There’s a strange pressure in our culture to hide or smooth over the journey — to act as if life has been a perfectly mapped route with no detours, potholes, or dead ends; to airbrush the wrinkles, mask the scars, dye the gray, and keep up the illusion of smooth sailing. But the truth is, some of the most defining parts of my life have come from the stretches that were the hardest to walk — especially the road I never asked to be on: the one without him.
That was the road that broke me open. Losing my husband—the love of my life, my anchor, my encourager, my person — was a detour I never saw coming. It’s the main road that wasn’t paved, the one I had no map for. Suddenly I was navigating grief, loneliness, and a thousand tiny moments where I had to figure out how to keep going without the one who had walked beside me through everything.
For much of my life, the road looked beautifully smooth. I had what many would call a “blessed life”—and it truly was: a loving husband who was not just my partner, but my best friend; a beautiful family — our wonderful son and daughter, a great son-in-law, and three precious grandchildren; a lovely home filled with laughter and warmth; a meaningful career that gave me purpose and joy.
The life we built was full of moments that made my heart overflow with gratitude. We had weathered challenges, of course, but we did it together, hand in hand. And then, everything changed on that October 2020 day when the road crumbled beneath my feet.
Suddenly, everything that had felt steady, safe, and sure came crashing down. I found myself standing on unfamiliar ground, surrounded by memories and shattered dreams, staring at a road I never wanted to walk: life without him.

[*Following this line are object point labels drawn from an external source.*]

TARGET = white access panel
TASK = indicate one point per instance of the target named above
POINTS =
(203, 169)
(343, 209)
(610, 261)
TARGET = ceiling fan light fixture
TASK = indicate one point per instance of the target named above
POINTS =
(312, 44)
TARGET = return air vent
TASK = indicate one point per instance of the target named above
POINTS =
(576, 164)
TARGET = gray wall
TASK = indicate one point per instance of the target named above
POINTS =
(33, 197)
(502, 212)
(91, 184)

That road wasn’t paved. It was jagged and steep, full of questions and aching silence. And it didn’t just test my strength—it redefined it.
Grief is not tidy. It doesn’t follow the rules or respect the calendar. It shows up in the smallest things and hits hardest in the quietest moments.

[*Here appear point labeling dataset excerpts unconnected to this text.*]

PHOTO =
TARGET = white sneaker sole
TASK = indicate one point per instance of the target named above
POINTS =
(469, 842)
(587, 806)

I’ve weathered heartbreak (literally, but that’s another story) and held on through grief. I’ve laughed in places where tears should have fallen and cried in moments when I didn’t expect to feel anything at all. I’ve had seasons of abundance and others where I ran on empty — emotionally, spiritually, physically. And through it all, I kept going. So no, I won’t hide the mileage.

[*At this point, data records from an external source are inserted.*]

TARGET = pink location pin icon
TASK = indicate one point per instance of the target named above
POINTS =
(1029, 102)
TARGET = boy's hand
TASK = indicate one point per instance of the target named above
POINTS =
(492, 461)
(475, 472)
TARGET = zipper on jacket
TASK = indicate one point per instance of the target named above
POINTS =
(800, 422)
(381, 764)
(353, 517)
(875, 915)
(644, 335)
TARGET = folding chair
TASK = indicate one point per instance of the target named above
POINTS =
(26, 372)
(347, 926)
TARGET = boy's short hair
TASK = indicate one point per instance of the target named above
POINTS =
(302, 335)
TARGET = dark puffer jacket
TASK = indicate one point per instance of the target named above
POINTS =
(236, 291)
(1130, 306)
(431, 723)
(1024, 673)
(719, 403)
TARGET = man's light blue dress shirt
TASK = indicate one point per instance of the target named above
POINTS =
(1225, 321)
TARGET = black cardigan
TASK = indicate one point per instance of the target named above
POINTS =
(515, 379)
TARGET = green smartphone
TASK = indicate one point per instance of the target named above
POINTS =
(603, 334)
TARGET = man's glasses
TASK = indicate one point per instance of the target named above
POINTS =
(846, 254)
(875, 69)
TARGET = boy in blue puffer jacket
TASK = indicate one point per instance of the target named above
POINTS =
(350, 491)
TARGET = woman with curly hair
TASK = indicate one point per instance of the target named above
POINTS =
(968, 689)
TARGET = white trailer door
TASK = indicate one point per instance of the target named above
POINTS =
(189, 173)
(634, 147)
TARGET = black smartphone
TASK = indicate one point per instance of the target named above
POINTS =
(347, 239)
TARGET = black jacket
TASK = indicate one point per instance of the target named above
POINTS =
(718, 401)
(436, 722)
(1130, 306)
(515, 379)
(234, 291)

I want you to see it, because, through it all, I’ve kept going — not because I’m strong on my own, but because grace meets me in every weary step. I want my life to show the miles—the love I’ve known, the losses I’ve endured, the grace that has carried me through both. I want others to know that even if the road is full of cracks and grief and hard questions, it is still a road worth walking. I want others to see the miles. To know the beauty that came before the breaking — and the resilience that’s been shaped in the aftermath. I want people to understand that while I may look different now, there’s a reason. I’ve carried deep love and deep loss. I’ve laughed loudly and wept quietly. I’ve walked paved paths and stumbled through rocky ones.
I’ve learned how to breathe again on that road. How to stand in the silence and still feel God’s presence. How to find strength in the memories and hope in the promises yet to be fulfilled. And I’ve learned that even on the roughest terrain, God still gives glimpses of beauty—unexpected kindness, quiet peace, surprising resilience.
I want my life to say, “You can make it, too.” I want my journey to remind someone else that it’s okay if the road is rough, you’re still moving forward.
Every wrinkle I wear is a road I’ve traveled. Every scar is a story I’ve survived. Every gray hair is a stripe of wisdom earned not in comfort, but in courage. I wouldn’t erase a single one. Because while I may not have arrived in perfect condition, I’ve arrived with a heart that knows the value of love, the ache of absence, and the miracle of each new day. Because I’m still here. Still learning. Still loving.
Still traveling.
And though the road is different now, I’m learning to trust the One who walks with me. Isaiah 41:13 says, “For I am the Lord your God who takes hold of your right hand and says to you, Do not fear; I will help you.” That’s the promise I cling to when the road feels too hard. It reminds me I’m never walking alone.
So no, I won’t hide the journey. I’ve come a long way—and I’m still moving forward.